Four people, including two children, have been missing since Saturday due to floods caused by torrential rains in Canada and more specifically in the province of Nova Scotia, as the police announced.

The children were in a car that was swept away by rapidswhile three other occupants of it were able to be saved, said a spokeswoman for the Royal Canadian Mounted Police (GRC). Investigations are underway to locate them.

Two other people were declared missing in a similar incident, the spokeswoman added. Two passengers in the second car were able to be saved.

In late May, Nova Scotia was also hit hard, but this time by wildfires that ravaged forests in that and other Canadian provinces.

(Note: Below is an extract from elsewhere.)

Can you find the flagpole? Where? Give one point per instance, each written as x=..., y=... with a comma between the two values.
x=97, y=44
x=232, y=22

Tim Houston, the premier of the provincial government, emphasized during a press conference that within 24 hours there had been 250 millimeters of precipitation, or in other words, rain equal to that of three months on average.

He added that a state of emergency had been declared in parts of the province and appealed to residents not to participate in the search for the missing, as “the conditions remain dangerous”.

He estimated that it would take days before the water level receded.

Rainfall since Friday has cut roads in half, flooded homes, threatened to break dams.

Residents of the Windsor area, about sixty kilometers northwest of the provincial capital, Halifax, were ordered overnight to leave their homes urgently because of the risk of a dam giving way.

But floodgates of the dam were opened yesterday Saturday morning to relieve the pressure. As the situation came “under control,” according to Windsor Mayor Abraham Zembian, the order was lifted.

Footage broadcast by television networks or posted on social media sites showed roads turned into streams and in some cases real rivers and many abandoned cars.

In an updated emergency severe weather bulletin yesterday at noon [τοπική ώρα]Canada’s weather service said it expected heavy rain to continue throughout the day in the eastern part of the province.

In places, he warned, he expected rains of up to “25 millimeters per hour”.

Thousands of residents of the province have been advised to stay in their homes as many roads are impassable. Some 70,000 Nova Scotia Power customers were without power yesterday morning, but that number was down to 6,000 by noon.